Unfortunately, the experiment on the Capitol Limited was a "success". In February 2016, I was in the 2901 sleeper with only 2 bedrooms between me and the horn, not even a second engine. For me, it was very uncomfortable. It helped a little bit that between DC and Pittsburgh, it is mostly wilderness with few grade crossings.


----------



## Lonestar648 (Jun 30, 2016)

How were you just 2 room from the engine when the second half of the trans/dorm is for the crew. The eight revenue room are before the stairs going to the lower level.


----------



## CCC1007 (Jun 30, 2016)

Lonestar648 said:


> How were you just 2 room from the engine when the second half of the trans/dorm is for the crew. The eight revenue room are before the stairs going to the lower level.


The short consist for the CL doesn't include a crew dorm.


----------



## Tennessee Traveler (Jun 30, 2016)

Yes, the failed experiment was January February 2015. At some point I do think they put the baggage car back on without using it since they ran the SSL as the first revenue car. They did not have crew car and put the crew in rooms in the two revenue sleepers when I rode in February.


----------



## Montreal Ltd (Jul 1, 2016)

I was on that train in January 2015. CL from WAS to CLE. The sleeper was just behind the engine, and that horn was loud


----------



## NW cannonball (Jul 2, 2016)

Devil's Advocate said:


> _guest said:
> 
> 
> > How is the engine noise and horn? Were you able to sleep?
> ...


On my ride last year on the SWC ABQ-LAX in the crew-dorm the attendant was on the job. The roomette was so much more quiet than the other sleepers. The showers were cleaner as were the toilets. (the crew don't make noise or party, they sleep)

Zero "diesel fumes" not like riding a boeing 757.

One of the quietest best roomette rides I've done on Amtrak.

If the train horn bothers you -- dunno.

Was a good ride for me in the crew dorm.


----------



## George K (Jul 4, 2016)

A nice set of earplugs will block most horn noises effectively if that's an issue.

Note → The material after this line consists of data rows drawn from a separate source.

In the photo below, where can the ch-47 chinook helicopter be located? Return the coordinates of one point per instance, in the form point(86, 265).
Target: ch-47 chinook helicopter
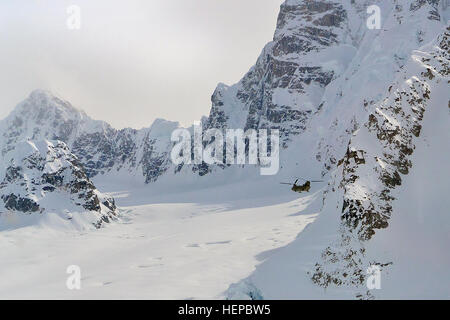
point(303, 187)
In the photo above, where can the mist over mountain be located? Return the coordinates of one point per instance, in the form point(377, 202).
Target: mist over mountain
point(365, 110)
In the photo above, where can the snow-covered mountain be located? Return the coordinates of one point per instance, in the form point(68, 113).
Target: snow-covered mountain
point(363, 108)
point(45, 177)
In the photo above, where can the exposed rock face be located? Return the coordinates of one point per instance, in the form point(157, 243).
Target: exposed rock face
point(36, 170)
point(366, 128)
point(285, 86)
point(282, 91)
point(369, 174)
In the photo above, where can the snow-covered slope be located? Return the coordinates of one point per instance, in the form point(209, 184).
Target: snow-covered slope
point(386, 204)
point(365, 109)
point(44, 178)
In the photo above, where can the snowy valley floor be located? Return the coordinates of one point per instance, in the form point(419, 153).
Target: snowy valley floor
point(193, 248)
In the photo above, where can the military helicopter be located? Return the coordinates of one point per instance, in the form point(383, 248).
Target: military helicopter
point(303, 187)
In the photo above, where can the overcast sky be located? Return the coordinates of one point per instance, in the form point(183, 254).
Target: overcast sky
point(131, 61)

I always wear them when I ride the City of New Orleans. The CONO sleeper is right behind the dorm/sleeper car, iirc.


----------



## Bob Dylan (Jul 4, 2016)

George K said:


> A nice set of earplugs will block most horn noises effectively if that's an issue.
> 
> I always wear them when I ride the City of New Orleans. The CONO sleeper is right behind the dorm/sleeper car, iirc.


There's also a Bag Car on the CONO butvwirh so many Grade Crossings in the South the Horn blows almost continuously. Ear plugs are always s good idea on Trains.


----------



## me_little_me (Jul 5, 2016)

George K said:


> A nice set of earplugs will block most horn noises effectively if that's an issue.
> 
> I always wear them when I ride the City of New Orleans. The CONO sleeper is right behind the dorm/sleeper car, iirc.

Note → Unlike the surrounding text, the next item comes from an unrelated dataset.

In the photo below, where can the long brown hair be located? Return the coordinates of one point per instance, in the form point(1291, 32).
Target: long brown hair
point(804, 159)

I find that taking out my hearing aids seems to reduce the sound considerably.

BTW, I had trouble with your post. Next time can you post a little louder?

:giggle: :giggle:


----------



## willem (Jul 5, 2016)

me_little_me said:


> BTW, I had trouble with your post. Next time can you post a little louder?


I almost never use a smiley or an emoticon, and I won't this time, but I've come closer than I have in a long time. Thanks.


----------



## The OP (Jul 18, 2016)

I am the OP and just returned home from my Southwest Chief trip in the trans/dorm roomette. The trans/dorm sleeper was right behind the baggage car which was behind the second loco. Surprisingly the low engine noise didn't bother me after first few minutes. I completely tuned it out and the room was pretty quiet even at night.

The horn noise, on the other hand, is a different story. It's not that loud but you can easily get irritated with the constant noise. It seems the engineer has to blow the horn four times for each rural dirt road that are literally couple of miles apart. Anyway the horn noise at first was annoying but it too didn't bother me as the time went on.

The SCA from the adjacent sleeper took care of us but the service was pretty minimal. For coffee, juice and ice, we had to go to the next car. Restrooms were kept clean for the most part.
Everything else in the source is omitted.